Prep
10 mins

Cooking Time

Cooking
15 mins

Serves 2

Mixed

Ingredients

Serves: 2

  • • 150g new potatoes
    • 100g cherry tomatoes
    • 100g cucumbers
    • 1 stick of celery
    • 2 radish
    • 5g parsley
    • 5g chives
    • 5g dill
    • ½ bag Florette Mixed Leaf Salad
    • 100ml French vinaigrette

Method

  1. Place the new potatoes in a pain of cold salted water, bring to the boil and then reduce the heat so to gentle simmer until just cooked. Drain and leave to cool without running under cold water.
  2. Cut the potatoes into quarters and place into a clean mixing bowl.
  3. Cut the tomatoes in half and place into the mixing bowl.
  4. Peel the cucumber and cut in half lengthways, using a spoon scoop out the seeds. Cut each half in half again, lengthways, and then cut into cubes, roughly the size of the tomatoes.
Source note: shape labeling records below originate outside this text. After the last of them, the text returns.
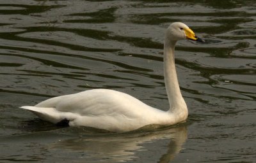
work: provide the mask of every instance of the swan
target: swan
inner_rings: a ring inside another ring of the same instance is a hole
[[[148,125],[171,125],[186,120],[188,111],[180,92],[174,60],[177,41],[203,42],[186,24],[168,27],[164,44],[164,76],[170,109],[151,107],[127,94],[108,89],[92,89],[47,99],[20,108],[53,124],[86,126],[115,132],[128,132]]]

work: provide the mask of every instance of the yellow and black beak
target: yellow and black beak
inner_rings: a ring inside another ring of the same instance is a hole
[[[195,34],[194,32],[192,30],[191,30],[189,28],[185,28],[184,30],[185,31],[186,36],[187,39],[193,40],[193,41],[196,41],[201,42],[201,43],[205,42],[204,40],[197,37]]]

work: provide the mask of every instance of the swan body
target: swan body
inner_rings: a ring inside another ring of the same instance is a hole
[[[53,97],[34,106],[22,106],[53,124],[66,120],[68,125],[92,127],[113,132],[127,132],[143,126],[173,125],[184,121],[188,108],[177,80],[174,46],[180,39],[202,40],[184,24],[172,24],[167,29],[164,49],[164,82],[170,103],[167,111],[151,107],[127,94],[93,89]]]

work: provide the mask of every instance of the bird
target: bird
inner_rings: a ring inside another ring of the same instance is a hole
[[[182,39],[204,41],[184,23],[173,22],[167,28],[163,55],[164,84],[170,105],[167,111],[148,106],[125,93],[105,89],[58,96],[20,108],[52,124],[65,122],[68,126],[86,126],[113,132],[185,122],[188,110],[180,92],[174,55],[176,43]]]

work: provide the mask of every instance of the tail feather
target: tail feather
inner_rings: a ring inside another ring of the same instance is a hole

Add to the mixing bowl.
  5. Peel the celery stick so to remove the stringy bits, cut in half lengthways and then into cubes, add to the mixing bowl.
  6. Top and tail the radishes, thinly slice, and add to the bowl.
  7. Finely chop the herbs and add to the bowl with the Florette Mixed leaf salad.
  8. Pour in the vinaigrette and toss all the ingredients together.